Short-term car insurance seems like a great idea, but what are you really getting?
Lots of websites throw around the terms “short-term” or “temporary” car insurance without mentioning which companies actually provide it or where to buy it. That’s because most standard insurance companies don’t offer policies shorter than 6 months in duration. In this sense, the terms “short term car insurance” or “temporary car insurance” actually entails a different process than they suggest. Basically, it requires you to cancel your 6-month or 12-month policy mid-term. Still, if you’re looking to pursue an insurance policy on a short-term basis, there are some things you should consider.
As stated, the most popular insurance providers will only offer you policies that are either 6 months or a year long. Ideally, an insurance company wants to keep you as a client for as long as possible. Writing and selling policies that are only a week or a month long don’t facilitate their financial goals. From their perspective, clients who purchase a short-term policy aren’t likely to renew at the end of the term and thus they have less of an incentive to sell to them.

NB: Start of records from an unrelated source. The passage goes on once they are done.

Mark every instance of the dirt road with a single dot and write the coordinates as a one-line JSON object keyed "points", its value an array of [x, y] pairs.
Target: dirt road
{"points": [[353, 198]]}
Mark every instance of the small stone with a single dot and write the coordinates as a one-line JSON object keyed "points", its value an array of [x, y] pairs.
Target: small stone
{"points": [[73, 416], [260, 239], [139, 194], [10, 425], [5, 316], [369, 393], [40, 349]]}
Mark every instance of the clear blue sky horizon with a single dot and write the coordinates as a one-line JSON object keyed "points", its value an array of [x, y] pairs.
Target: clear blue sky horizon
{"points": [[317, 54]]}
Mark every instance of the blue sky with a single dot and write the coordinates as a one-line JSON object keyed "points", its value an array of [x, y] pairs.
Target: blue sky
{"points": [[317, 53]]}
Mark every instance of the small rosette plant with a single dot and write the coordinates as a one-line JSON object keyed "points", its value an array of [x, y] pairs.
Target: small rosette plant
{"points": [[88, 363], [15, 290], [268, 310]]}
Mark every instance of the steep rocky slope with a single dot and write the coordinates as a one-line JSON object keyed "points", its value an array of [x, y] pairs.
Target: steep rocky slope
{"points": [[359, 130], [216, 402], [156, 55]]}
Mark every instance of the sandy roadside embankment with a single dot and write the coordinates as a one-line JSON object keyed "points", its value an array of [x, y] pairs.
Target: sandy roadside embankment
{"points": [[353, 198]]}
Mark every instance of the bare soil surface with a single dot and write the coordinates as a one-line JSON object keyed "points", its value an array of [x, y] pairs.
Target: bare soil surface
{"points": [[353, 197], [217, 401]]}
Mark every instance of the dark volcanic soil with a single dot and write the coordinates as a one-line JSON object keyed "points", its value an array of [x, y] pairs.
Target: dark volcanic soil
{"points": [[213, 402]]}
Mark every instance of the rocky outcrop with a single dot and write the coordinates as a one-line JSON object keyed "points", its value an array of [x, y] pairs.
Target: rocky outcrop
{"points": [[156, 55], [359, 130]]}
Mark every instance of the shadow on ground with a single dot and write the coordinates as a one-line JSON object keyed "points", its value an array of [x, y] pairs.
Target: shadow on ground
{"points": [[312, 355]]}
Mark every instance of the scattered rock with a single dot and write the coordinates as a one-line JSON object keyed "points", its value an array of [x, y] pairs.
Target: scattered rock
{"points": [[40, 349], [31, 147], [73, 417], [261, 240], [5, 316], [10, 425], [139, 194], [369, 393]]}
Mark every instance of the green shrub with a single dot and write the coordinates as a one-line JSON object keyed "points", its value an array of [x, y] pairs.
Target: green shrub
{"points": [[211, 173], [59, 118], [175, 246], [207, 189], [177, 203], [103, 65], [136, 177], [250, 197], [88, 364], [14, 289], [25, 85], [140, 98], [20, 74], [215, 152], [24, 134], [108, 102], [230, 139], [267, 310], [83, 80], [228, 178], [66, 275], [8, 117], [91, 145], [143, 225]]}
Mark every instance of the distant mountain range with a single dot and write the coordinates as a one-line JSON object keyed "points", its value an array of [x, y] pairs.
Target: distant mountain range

While it varies by company, most policies will begin with a down payment that is between 30-45 days of premium. If you cancel five days into your policy period, you’re not always guaranteed to get all your premium back.
Unless you live in the handful of states that don’t require auto insurance, your state probably requires you have to carry at least the legal liability limit. If you’re caught driving without insurance, you will most likely be ticketed and have your license suspended.
Furthermore, if you’re leasing or financing a vehicle, your lender will usually require you to carry the state minimums as well as comprehensive and collision—and certainly not in a short-term capacity. Keeping with the concept of short-term insurance, i.e., canceling your policy early, if your lender discovers you’re driving without insurance, you can risk getting your vehicle repossessed.
A lot of insurance companies will ask you if you’ve had 6 months of prior continuous coverage before agreeing to take you on as a client. Entering into a new relationship with an insurance company as currently uninsured could impact which companies you qualify for, as well as your premium.
This is a big risk you take when driving without insurance. If you're found at fault after an accident without insurance, you will most likely be ticketed, have your license suspended, and could even be sued for the property or liability damages you caused. Moreover, if you’re the victim of a hit-and-run type situation, you don’t have a collision or comprehensive deductible to soften the blow for any damages caused to your vehicle. If you wanted any damages to your vehicle replaced, you would have to pay for the damages yourself.
The idea of temporary car insurance is a nice one, sure. You have car insurance for when you need it and only then. However, it’s not a common practice for insurance companies to offer anything other than 6 or 12 month policy periods. If you want car insurance on a temporary basis, which we don’t recommend, the only way to create it is to begin and policy and cancel mid-way through. As we stated, this practice can land you in a lot of trouble for a number of reasons.
Although car insurance can be expensive, it’s cheaper than the world of trouble you can get yourself in if you’re caught driving uninsured or getting into an accident without insurance.